Zhemchuzhina-Sochi. Certamente a maioria das pessoas nunca ouviu falar sobre esse time. Na verdade, nem imagina que essas duas palavras sejam o nome de um clube de futebol, que movimentou bastante o futebol russos nos últimos meses. Saber, então, que Zhemchuzhina significa pérola em russo já seria pedir demais.

Sochi receberá os Jogos Olímpicos de Inverno de 2014. Com isso, o Governo do país direcionou diversos investimento para a cidade, de 350 mil habitantes, um dos principais destinos turísticos do país, localizada na região de Krasnodar Krai e banhada pelo Mar Negro. Os empresários locais, naturalmente, foram favorecidos com isso, e incentivados por Vladimir Putin passaram a investir mais no esporte.

Foi o caso de Dmitry Yakushev, um ex-jogador de hóquei. No poder desde 2008, ele passou a injetar milhões de euros no clube, fundado em 1991, figurante da primeira divisão entre 93 e 99, mas que nunca teve muita história para contar – e que chegou a fechar em 2003, por conta de problemas financeiros. O Zhenchuzhina passou, então, a ter um dos maiores orçamentos do país (€ 30 milhões só em 2010), e nesta temporada era um dos principais favoritos ao acesso. Trouxe jogadores conhecidos como o meia Denis Boyarintsev e contratou o técnico Stanislav Cherchesov.

Tudo foi por água abaixo, no entanto, quando no início de agosto Yakushev se reuniu com os jogadores e a comissão técnica e anunciou o fim do time profissional.

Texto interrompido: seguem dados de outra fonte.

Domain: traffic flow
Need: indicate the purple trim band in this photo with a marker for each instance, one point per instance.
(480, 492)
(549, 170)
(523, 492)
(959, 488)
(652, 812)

O Zhemchuzhina-Sochi acumulou dívidas enormes e seu proprietário não teve o retorno imaginado. Teve que cortar parte dos seus gastos, e sobrou para o time de futebol. Nenhuma empresa da região resolveu investir no clube, que não teve outra opção a não ser decretar a falência, como fizeram nos últimos anos Saturn e Moskva também – e só não o fizeram Tom Tomsk e Krylya Sovetov porque foram salvos por empresários no apagar das luzes. Jogadores e comissão técnica foram liberadores para procurar um novo trabalho.

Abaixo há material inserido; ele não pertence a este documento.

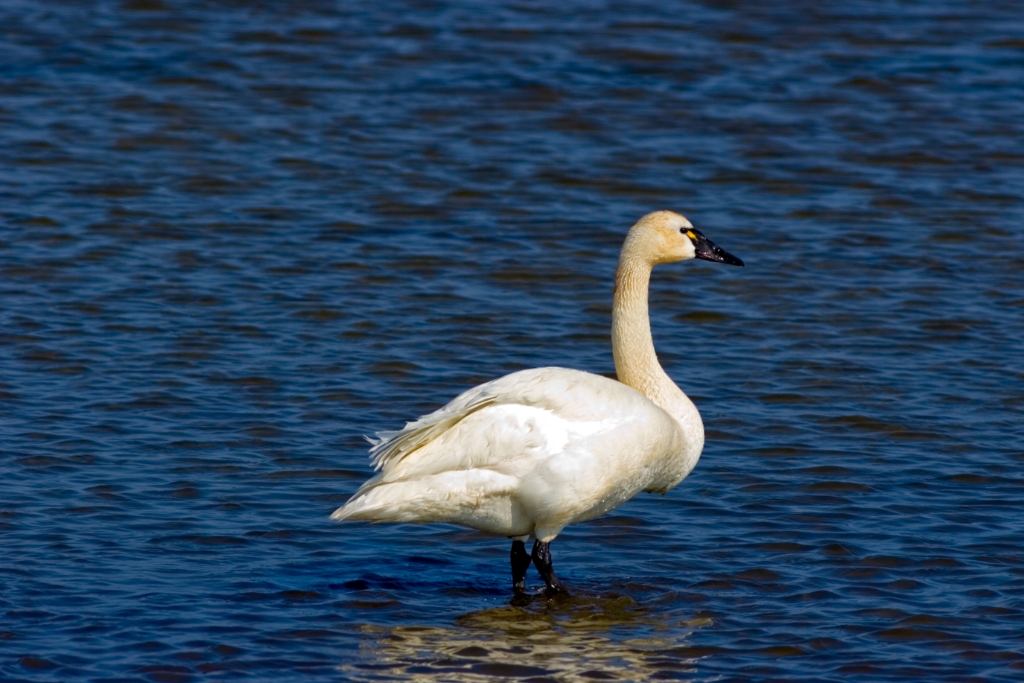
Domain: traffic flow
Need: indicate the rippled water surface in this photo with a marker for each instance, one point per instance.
(237, 237)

A desistência do Zhemchuzhina foi um abalo muito grande para a credibilidade do projeto olímpico russo. O clube assumiria o estádio olímpico, construído com capacidade para 40 mil pessoas e ao custo de US$ 250 milhões. Agora, a nova arena, se tornou um elefante branco para a cidade. Abala, também, as pretensões da cidade em ser uma das sedes da Copa do Mundo de 2018.

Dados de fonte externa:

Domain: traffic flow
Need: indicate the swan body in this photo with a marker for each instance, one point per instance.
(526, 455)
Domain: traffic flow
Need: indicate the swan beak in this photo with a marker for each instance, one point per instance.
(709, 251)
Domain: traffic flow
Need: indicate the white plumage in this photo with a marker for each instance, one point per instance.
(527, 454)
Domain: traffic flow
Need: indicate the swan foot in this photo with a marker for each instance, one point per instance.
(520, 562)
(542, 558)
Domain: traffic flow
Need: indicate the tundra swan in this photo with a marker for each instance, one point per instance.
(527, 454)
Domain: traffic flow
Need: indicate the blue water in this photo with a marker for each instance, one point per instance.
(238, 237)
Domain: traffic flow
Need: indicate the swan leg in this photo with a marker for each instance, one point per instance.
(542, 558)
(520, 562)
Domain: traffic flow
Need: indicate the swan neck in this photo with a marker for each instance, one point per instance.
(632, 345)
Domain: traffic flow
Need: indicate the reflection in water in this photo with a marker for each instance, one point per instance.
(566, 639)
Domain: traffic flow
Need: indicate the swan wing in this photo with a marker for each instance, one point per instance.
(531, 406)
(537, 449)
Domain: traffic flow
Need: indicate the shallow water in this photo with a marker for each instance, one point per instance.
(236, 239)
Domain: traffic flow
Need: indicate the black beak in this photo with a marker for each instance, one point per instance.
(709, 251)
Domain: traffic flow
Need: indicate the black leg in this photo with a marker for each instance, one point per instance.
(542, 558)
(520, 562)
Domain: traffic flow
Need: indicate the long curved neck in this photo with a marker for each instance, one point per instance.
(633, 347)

E o Governo sabe isso. Tanto que quando o Saturn abriu mão da sua vaga na primeira divisão nesta temporada, houve manifestações vindas do Kremlin indicando o Zhemchuzhina para a vaga. No final das contas, a virada de mesa içou outro novo rivo, com uma mecenas por trás, o Krasnodar.

Mas a história do Zhemchuzhima-Sochi é emblemática para o futebol russo. Desde o final da União Soviética, diversos milionários surgiram na Rússia. Fortunas oriundas de fraudulentas privatizações, gente que cresceu economicamente ligada ao Governo. O futebol se tornou uma vitrine para esse tipo de gente, e clubes como Spartak Moscou e Zenit São Petersburgo precisam se atentar a tudo isso. Leonid Fedun e sua Lukoil, no primeiro caso, e a Gazprom, no segundo, investem muito dinheiro nos dois gigantes hoje, mas em uma eventual crise podem desistir da brincadeira da noite para o dia. E mesmo que isso não aconteça, com o Fair Play Financeiro da Uefa os “patrocínios” das empresas dos donos estão com os dias contados.

O futebol russo enfrenta esse dilema e essa crise. Clubes milionários e aspirantes a novos ricos aos montes. Equipes que não se preparam para o futuro e vivem apenas o presente. Diferentemente, por exemplo, do CSKA Moscou, que não tem um mecenas por trás (não é o caso de Evgeni Giner) e evita gastos astronômicos, como adora fazer o Zenit. É um problema estrutural que afeta demais o futuro do futebol na Rússia. O país precisa olhar para a sua estrutura e perceber que não pode sobreviver apenas da bondade desses mecenas. Ou da maldade deles.

O Zhemchuzhina-Sochi, hoje, é um clube amador. Manteve as categorias de base e disputa a quarta divisão nacional, enquanto na segunda todos seus jogos garantem automaticamente três pontos ao adversário. Os seis mil torcedores, em média, que iam ao estádio Central, da cidade, estão sem time para torcer. E sem perspectiva alguma.